From today's WaPo:
Wall Street ties complicate the politically touchy search for economic adviser
By Peter Wallsten and Perry Bacon Jr.
President Obama is expected to name a new chief economic adviser as early as this week, but the months-long search process has proven difficult and politically touchy.
Ideally, the choice of a top economic adviser would be based on a preliminary, if rough, understanding of the nature and origin of the current economic crisis and who then would best objectively understand what policies would be needed to deal with it. Looking to economists who successfully predicted the crisis or who have already presented plausible explanations of its causes would be a good place to start. Unfortunately, it appears that the actual selection criteria are exclusively satisfaction of political and ideological requirements -- in effect, a sell out in advance to every major special interest. The predictable result will be compromise polices that rock nobody's boat in any major way and aim for business pretty much as usual.
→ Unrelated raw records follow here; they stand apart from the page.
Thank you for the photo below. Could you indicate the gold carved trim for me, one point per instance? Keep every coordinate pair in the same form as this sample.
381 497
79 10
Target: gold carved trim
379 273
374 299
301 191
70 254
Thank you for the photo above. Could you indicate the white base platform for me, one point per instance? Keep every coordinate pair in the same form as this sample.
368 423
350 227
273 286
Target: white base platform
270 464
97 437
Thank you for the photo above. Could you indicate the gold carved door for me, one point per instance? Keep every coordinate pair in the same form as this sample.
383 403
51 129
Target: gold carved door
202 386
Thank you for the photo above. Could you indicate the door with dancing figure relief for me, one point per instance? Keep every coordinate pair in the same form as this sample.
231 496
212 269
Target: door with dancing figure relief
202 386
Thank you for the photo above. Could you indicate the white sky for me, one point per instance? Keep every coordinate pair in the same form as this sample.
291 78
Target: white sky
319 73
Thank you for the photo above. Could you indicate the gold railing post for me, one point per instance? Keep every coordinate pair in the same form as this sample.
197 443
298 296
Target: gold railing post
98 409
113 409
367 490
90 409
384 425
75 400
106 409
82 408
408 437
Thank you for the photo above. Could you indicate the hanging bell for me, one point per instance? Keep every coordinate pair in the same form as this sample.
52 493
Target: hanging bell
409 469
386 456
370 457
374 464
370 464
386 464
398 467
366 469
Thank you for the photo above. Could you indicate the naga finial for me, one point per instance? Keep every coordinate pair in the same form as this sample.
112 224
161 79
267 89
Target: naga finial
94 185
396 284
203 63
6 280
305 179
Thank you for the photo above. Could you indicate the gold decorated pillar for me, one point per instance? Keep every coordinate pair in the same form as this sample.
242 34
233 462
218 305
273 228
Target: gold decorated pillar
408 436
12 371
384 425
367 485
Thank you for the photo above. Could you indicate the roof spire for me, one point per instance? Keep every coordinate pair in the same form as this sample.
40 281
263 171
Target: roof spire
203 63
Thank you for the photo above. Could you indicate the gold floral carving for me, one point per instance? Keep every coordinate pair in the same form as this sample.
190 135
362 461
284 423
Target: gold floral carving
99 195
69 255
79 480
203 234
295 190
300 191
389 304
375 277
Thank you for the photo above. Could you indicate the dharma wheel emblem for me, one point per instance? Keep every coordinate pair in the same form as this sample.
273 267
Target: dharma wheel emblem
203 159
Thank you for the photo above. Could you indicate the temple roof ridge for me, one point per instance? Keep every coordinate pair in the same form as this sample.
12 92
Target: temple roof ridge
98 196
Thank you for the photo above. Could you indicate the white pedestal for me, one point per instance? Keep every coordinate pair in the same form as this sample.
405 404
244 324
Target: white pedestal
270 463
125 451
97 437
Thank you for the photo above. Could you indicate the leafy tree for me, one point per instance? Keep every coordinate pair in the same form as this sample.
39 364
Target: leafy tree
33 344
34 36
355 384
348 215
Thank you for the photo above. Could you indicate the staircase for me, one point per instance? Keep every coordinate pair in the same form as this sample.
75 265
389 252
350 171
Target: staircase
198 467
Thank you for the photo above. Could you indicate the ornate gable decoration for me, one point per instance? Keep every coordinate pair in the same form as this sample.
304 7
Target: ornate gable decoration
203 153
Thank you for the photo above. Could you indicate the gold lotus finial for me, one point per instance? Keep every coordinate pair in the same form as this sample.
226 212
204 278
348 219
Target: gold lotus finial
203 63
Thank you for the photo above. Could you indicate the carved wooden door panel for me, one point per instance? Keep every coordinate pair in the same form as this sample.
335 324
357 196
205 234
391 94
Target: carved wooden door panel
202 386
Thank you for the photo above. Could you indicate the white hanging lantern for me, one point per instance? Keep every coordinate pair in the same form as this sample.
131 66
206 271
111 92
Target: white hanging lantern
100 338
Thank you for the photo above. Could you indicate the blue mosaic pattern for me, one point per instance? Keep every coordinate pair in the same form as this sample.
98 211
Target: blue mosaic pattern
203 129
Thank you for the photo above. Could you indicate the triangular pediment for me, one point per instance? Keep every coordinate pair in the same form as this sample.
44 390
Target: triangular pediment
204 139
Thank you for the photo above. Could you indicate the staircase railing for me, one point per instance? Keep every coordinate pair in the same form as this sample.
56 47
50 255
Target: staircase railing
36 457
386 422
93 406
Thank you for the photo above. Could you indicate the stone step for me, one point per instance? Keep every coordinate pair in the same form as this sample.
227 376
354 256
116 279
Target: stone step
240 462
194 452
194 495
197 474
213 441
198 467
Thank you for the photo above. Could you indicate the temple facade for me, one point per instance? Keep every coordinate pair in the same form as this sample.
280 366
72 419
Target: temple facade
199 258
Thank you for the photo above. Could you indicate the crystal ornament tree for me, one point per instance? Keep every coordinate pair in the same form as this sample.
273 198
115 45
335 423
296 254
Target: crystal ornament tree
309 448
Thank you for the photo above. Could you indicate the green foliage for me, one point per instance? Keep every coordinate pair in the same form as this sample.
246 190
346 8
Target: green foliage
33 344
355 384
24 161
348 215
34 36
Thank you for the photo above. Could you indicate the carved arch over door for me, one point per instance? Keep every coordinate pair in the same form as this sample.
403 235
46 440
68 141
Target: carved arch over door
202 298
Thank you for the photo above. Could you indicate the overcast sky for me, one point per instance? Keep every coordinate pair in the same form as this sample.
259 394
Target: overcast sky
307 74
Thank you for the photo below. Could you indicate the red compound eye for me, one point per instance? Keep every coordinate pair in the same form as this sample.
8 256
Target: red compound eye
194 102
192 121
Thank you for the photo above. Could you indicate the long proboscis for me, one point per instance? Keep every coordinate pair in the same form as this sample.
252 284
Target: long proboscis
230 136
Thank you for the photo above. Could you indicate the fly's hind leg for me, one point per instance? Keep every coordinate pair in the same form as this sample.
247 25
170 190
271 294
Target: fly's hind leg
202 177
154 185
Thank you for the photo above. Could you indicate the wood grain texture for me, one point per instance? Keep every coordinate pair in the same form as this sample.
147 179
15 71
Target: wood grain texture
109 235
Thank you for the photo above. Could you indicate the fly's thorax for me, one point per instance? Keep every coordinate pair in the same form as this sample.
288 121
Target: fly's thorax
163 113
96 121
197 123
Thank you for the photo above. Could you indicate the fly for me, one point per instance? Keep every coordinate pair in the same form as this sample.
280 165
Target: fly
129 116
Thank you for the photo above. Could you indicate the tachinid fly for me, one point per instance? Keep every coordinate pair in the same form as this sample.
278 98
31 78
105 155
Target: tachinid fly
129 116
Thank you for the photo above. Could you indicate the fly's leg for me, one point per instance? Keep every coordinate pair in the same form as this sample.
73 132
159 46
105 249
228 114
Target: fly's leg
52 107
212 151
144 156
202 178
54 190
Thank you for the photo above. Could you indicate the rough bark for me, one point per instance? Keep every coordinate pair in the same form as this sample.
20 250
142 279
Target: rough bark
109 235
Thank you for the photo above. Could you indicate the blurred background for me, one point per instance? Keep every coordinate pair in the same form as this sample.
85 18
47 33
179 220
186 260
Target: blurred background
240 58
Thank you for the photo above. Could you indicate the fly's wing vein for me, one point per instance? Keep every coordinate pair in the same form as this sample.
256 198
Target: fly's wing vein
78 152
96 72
It has already been the problem that the Obama Administration, and Congress and the Fed, have treated the Great Recession as an unusually severe but otherwise normal cyclical downturn treatable by stimulants and bailouts, although there is plentiful evidence that the problem is structural in origin and requires structural remedies.
Politics, and absence of true leadership, will result in continued misdiagnosis and a program of politically acceptable palliatives which will be very weakly effective at best but could, if applied too aggressively, lead to new and worse problems.